It is common for utility companies to still rely on manual processes to import and export meter data; validate and rate data; generate invoices; and reassure collection. This also means that many utility companies do not use the data they have available. Most utilities recognise that getting fine-grained data creates lots of opportunities for them, but they must learn how to use it.

The ideal situation is one in which basic billing processes are retained without significant overhaul of internal workflows, but technological evolution translates to a work environment that is new to most utilities and their employees. Everyone must work faster, based on real-time information, and workloads may increase both in the front and back office. Increasing customer complaints are a pain point for all utility companies. Customers, used to stable bills, query the readings, especially during winter. The billing department passes the enquiries on to the metering department for checking.

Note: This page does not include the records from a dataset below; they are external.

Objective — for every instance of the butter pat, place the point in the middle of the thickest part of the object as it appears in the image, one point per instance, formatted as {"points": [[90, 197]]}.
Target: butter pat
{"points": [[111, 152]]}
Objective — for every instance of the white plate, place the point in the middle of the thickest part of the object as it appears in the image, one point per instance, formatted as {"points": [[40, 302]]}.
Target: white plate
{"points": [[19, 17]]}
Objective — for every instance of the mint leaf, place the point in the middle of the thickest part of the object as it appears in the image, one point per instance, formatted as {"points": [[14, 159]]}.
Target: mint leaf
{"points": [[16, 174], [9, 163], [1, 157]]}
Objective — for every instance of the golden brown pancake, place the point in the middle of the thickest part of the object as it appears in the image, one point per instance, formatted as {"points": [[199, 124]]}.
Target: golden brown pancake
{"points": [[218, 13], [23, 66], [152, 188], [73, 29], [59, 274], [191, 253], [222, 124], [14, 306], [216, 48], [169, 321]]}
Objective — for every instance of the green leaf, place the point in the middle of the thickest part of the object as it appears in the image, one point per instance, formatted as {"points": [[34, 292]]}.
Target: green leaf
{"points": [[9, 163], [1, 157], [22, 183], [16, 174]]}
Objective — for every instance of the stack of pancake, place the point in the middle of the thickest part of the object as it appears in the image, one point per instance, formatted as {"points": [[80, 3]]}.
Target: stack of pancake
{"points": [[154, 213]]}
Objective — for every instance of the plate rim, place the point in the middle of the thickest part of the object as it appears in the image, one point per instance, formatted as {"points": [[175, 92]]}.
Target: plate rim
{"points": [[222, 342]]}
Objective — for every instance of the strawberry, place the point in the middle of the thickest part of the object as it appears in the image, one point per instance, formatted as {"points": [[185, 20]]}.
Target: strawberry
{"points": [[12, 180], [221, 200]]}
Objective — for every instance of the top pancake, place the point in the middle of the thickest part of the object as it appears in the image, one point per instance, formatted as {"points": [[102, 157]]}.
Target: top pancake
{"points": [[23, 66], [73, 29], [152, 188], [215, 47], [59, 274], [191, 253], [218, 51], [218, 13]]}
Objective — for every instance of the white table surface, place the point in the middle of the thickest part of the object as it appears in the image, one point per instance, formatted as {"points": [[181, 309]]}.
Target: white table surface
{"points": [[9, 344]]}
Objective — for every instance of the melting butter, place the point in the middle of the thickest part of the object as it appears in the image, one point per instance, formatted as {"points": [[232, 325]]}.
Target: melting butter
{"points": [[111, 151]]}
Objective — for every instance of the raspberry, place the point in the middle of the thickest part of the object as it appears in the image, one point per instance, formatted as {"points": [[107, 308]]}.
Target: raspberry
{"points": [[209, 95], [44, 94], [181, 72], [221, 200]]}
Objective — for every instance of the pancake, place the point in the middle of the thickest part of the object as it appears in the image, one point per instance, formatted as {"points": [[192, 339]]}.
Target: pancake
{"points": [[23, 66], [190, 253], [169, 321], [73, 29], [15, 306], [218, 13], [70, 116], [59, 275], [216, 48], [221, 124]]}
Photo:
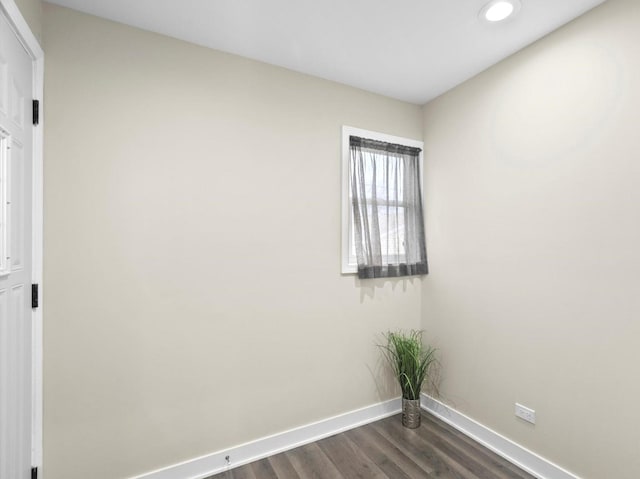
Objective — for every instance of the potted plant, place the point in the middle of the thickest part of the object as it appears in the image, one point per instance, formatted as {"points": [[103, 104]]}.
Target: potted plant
{"points": [[411, 361]]}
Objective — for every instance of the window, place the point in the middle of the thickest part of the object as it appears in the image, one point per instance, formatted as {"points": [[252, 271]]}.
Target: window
{"points": [[383, 226]]}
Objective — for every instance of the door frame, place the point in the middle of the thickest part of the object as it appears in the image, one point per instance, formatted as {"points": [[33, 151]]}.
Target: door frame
{"points": [[22, 30]]}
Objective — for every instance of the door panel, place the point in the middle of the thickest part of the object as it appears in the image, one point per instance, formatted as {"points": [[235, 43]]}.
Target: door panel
{"points": [[15, 256]]}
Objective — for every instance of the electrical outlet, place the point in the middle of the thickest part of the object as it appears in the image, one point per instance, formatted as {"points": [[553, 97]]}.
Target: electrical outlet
{"points": [[525, 413]]}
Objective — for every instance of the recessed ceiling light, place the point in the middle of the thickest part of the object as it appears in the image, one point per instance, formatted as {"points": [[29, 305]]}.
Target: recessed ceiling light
{"points": [[499, 10]]}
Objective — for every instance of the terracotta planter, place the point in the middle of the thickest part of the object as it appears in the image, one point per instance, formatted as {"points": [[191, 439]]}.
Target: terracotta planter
{"points": [[411, 413]]}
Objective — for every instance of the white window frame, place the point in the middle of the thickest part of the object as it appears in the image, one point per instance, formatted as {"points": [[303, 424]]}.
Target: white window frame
{"points": [[349, 262]]}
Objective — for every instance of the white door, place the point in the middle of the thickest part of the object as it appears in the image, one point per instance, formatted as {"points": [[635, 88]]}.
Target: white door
{"points": [[15, 255]]}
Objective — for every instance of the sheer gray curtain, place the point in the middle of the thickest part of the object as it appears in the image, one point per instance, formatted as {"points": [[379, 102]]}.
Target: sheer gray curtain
{"points": [[388, 225]]}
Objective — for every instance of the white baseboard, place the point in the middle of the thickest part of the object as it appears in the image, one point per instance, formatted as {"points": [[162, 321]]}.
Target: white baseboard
{"points": [[523, 458], [215, 463]]}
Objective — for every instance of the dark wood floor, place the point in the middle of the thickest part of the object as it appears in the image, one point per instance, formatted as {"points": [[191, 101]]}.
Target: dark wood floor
{"points": [[385, 450]]}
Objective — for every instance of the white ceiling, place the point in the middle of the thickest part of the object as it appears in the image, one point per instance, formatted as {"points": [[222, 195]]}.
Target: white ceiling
{"points": [[412, 50]]}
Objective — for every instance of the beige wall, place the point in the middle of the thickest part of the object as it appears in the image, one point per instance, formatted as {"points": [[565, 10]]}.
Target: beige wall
{"points": [[533, 209], [32, 12], [192, 230]]}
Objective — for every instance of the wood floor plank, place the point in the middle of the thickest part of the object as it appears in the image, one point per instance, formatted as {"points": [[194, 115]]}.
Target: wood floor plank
{"points": [[385, 455], [349, 460], [283, 467], [419, 450], [311, 463], [263, 470], [244, 472], [498, 468], [385, 450], [497, 464]]}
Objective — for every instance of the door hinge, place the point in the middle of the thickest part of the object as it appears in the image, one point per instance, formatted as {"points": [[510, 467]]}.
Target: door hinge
{"points": [[34, 295], [36, 112]]}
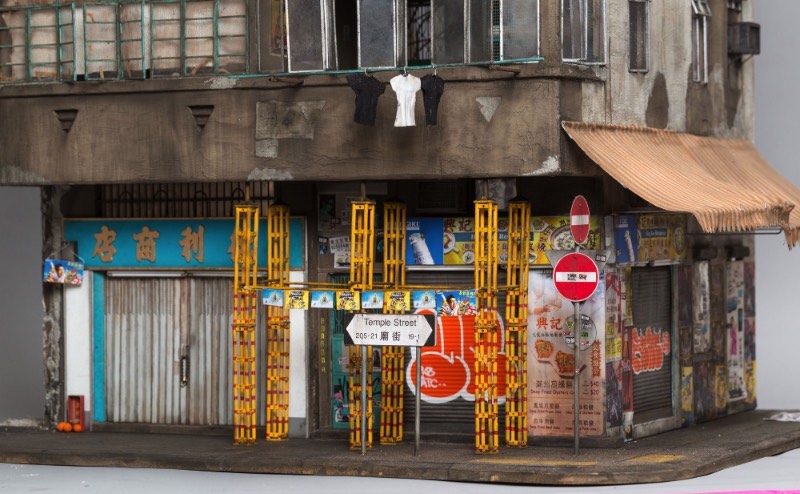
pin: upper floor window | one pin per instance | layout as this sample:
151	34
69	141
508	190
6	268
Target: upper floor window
583	31
393	33
639	36
701	11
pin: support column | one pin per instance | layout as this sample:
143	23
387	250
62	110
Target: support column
392	358
519	233
278	329
362	247
244	324
486	327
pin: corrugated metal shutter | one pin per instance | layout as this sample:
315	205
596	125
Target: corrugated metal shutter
652	307
150	324
458	415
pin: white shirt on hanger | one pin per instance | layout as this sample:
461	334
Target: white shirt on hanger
406	87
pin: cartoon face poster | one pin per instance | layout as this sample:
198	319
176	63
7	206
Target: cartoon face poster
322	299
457	303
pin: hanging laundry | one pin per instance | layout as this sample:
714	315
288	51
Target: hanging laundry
368	90
406	87
432	89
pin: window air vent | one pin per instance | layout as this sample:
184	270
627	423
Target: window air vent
201	114
66	118
744	38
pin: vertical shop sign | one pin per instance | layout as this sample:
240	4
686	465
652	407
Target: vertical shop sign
702	308
735	330
551	364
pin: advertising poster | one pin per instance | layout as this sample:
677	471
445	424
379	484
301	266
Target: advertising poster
649	237
551	363
296	299
340	248
553	233
63	272
614	394
703	391
447	367
272	297
424	241
702	308
322	299
459	241
423	300
372	300
687	395
348	300
397	301
735	330
457	303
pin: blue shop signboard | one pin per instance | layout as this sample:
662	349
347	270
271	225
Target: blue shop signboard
169	244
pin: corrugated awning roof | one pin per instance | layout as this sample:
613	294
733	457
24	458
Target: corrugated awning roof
726	184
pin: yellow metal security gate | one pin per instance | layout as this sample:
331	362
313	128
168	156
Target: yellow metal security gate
168	350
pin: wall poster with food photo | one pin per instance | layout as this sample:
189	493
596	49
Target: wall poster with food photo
551	362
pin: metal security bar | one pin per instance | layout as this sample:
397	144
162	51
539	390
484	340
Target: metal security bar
362	246
519	234
486	327
125	39
393	358
245	306
278	329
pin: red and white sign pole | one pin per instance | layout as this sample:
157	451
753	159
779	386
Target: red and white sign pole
576	277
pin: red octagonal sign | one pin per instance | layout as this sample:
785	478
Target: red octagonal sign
576	277
579	220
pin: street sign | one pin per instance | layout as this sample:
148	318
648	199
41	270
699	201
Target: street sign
576	277
390	329
579	220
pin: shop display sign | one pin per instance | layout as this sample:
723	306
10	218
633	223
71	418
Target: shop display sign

In Frost & Sullivans view, many pilot AMI deployments have focussed on technical issues rather than on integration issues. This was manageable with a small group of customers, but with mass AMI roll out, the challenges faced by utilities are an unknown quantity.

The integration of legacy infrastructure and new systems is a very complex process, often requiring specialist middleware, software customisation or add-on applications to convert metering data into formats that can be processed by existing CRM and billing systems. In countries with many pre-paid customers (e.g., 12 per cent to 15 per cent in the U.K.), the need to switch between pre- and post-paid over the air adds a further level of complexity. Generally, there needs to be a seamless software stack from one end of the smart metering system to the other.

Most billing environments are retailer-centric, regardless of who owns the smart meter. To achieve accurate pricing signals between DSOs, retailers and customers in a smart grid environment, it is important that the retailer have the billing system integrated into its AMI system to accurately settle its charges with its DSOs. Then, when the retailer begins to provide additional services such as energy management, load management services, and innovative tariffs and customer feedback, the integration of benefits back into the grid becomes critical. Frost & Sullivan expects that not even the utility companies accustomed to providing such services to their large customers will cope.

In Frost & Sullivans view, many pilot AMI deployments have focussed on technical issues rather than on integration issues. This was manageable with a small group of customers, but with mass AMI roll out, the challenges faced by utilities are an unknown quantity.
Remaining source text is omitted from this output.